A dysfunctional household learns the value of family over the course of six seasons
Brianna Lelieur | Entertainment Editor
“Schitt’s Creek” is a recently concluded show that has been around for six seasons. The series starts with an incredibly dysfunctional family that is filthy rich, and becomes flat broke in a matter of minutes. They are then dropped in a random, middle-of-nowhere town that the main character, Johnny Rose, had bought for his son, David, as a joke. From there, viewers see their journey and evolution into figuring out how the real world works, and how to become productive members of society.
Now coming full circle, the show has finally reached its end. The show closed on a happy note, with the finale focusing on a message that the characters were glad they lost their money in the beginning, because it allowed them to become better, happier people.
The show’s last season’s best feature was well executed character development. They ensured that the characters still retained a lot of key aspects of their former lives, and didn’t completely make them something they were not.
An example of this was with Alexis Rose; she started out super rich, always sassy and in a hurry, looking for the next place to go and see. However, we see her develop into a woman who learns to appreciate taking a break once in a while, and learning that there is a lot more to life than always being on the go.

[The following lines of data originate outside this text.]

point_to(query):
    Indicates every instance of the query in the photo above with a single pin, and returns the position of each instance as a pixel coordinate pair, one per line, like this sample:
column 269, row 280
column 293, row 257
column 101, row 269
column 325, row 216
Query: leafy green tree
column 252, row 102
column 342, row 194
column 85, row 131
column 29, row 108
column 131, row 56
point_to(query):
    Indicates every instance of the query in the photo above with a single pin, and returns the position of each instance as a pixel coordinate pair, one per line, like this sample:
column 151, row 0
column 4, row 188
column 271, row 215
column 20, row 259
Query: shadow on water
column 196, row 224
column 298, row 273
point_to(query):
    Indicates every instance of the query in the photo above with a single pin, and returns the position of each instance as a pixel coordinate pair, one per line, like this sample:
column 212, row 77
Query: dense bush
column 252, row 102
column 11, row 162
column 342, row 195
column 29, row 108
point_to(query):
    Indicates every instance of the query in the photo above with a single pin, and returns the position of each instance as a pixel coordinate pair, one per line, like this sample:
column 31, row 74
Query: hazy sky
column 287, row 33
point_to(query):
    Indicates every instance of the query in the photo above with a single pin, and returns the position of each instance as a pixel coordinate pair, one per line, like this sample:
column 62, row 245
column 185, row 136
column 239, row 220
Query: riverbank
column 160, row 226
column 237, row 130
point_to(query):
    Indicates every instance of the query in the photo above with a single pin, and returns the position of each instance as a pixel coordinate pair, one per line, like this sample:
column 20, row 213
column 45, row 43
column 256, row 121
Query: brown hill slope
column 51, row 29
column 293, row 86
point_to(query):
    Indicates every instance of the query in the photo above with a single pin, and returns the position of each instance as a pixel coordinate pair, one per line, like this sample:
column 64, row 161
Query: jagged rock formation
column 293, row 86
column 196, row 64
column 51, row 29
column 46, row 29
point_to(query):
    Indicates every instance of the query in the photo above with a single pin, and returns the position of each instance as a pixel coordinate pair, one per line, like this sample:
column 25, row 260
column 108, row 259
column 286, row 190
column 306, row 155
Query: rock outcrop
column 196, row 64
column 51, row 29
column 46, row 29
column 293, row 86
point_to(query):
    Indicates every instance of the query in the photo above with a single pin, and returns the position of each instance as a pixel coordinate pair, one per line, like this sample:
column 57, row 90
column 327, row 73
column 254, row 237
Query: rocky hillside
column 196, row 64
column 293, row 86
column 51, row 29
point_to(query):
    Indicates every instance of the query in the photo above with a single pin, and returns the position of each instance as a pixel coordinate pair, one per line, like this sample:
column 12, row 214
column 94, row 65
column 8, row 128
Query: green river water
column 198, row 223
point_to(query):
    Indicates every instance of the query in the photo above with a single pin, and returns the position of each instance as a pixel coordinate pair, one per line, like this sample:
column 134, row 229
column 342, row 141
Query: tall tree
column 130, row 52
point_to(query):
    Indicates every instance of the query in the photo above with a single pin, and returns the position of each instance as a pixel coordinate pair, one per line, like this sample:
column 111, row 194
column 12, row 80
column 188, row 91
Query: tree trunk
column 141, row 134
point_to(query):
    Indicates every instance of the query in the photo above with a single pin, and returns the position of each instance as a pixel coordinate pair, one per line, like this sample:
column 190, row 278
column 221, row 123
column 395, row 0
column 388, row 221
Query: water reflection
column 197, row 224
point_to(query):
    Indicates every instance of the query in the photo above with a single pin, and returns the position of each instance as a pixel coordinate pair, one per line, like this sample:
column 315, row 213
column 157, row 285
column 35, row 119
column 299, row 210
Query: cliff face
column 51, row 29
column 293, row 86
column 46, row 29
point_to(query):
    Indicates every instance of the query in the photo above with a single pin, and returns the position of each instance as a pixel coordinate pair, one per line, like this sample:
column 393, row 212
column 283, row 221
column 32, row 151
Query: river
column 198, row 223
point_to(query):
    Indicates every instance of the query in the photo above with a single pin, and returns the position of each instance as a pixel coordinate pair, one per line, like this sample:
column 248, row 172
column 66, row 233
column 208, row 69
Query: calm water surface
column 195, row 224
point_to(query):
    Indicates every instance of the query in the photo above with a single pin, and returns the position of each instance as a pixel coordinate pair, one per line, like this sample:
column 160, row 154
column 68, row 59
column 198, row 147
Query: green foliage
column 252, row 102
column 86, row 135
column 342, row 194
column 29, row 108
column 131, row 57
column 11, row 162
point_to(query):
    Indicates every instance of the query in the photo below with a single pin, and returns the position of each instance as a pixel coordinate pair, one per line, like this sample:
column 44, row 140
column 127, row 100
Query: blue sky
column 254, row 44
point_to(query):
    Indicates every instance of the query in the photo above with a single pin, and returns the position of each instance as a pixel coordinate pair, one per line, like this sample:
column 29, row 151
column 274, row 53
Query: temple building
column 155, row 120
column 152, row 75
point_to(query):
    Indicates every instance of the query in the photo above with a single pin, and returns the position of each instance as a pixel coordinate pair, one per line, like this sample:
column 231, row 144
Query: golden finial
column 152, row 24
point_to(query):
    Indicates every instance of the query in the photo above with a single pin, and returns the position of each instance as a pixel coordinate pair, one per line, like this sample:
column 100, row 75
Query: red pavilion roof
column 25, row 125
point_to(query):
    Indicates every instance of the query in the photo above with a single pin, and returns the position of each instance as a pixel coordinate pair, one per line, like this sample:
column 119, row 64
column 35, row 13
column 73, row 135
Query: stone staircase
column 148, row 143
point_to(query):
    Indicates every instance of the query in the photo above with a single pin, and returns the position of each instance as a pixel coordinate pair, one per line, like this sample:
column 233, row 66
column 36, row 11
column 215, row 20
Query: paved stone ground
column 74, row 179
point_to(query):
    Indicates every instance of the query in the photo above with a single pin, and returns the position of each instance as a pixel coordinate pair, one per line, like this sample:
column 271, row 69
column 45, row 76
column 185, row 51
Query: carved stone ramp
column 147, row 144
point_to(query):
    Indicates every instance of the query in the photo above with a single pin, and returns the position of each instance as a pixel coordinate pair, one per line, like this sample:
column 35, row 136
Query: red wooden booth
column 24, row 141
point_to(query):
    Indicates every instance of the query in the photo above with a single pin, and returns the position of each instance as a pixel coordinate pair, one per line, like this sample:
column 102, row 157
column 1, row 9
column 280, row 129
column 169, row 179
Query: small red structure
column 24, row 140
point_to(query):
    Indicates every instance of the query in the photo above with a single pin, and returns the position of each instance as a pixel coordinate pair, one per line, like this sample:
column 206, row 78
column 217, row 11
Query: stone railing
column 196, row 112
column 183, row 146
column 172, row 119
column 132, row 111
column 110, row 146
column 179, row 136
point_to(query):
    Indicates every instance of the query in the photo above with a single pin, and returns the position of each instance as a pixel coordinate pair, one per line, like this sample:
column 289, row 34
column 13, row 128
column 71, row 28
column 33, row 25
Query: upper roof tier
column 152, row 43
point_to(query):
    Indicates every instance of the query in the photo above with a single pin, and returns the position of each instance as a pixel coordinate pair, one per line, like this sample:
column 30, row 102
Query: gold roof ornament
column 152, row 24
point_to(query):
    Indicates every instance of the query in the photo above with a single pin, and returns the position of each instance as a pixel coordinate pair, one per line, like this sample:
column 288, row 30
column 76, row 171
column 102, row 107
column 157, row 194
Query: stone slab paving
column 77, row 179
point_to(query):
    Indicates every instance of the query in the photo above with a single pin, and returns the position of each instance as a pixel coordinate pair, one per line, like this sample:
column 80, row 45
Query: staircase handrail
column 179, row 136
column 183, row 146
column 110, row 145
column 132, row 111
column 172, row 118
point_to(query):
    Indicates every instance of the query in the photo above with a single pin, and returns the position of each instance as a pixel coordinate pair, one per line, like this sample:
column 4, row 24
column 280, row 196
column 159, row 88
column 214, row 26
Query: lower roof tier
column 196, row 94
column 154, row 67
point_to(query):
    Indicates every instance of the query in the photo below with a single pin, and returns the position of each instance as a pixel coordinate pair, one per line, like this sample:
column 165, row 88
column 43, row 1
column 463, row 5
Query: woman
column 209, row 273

By the finale, she knows that sometimes it is better to have great company — whether it’s with family, a partner or friends — than doing what is “cool” at the time. However, despite the fact they calmed her down a bit, the itch of belonging in a big city always lingered in her. They didn’t write that off, and she didn’t transition into a completely different character.
“Schitt’s Creek” is a basic Family Dysfunction TV show — it makes the viewer feel like a part of the fame point can relate to them.
Overall review: It’s a decent show, and while I don’t think I’ll be rewatching it, I would definitely recommend it.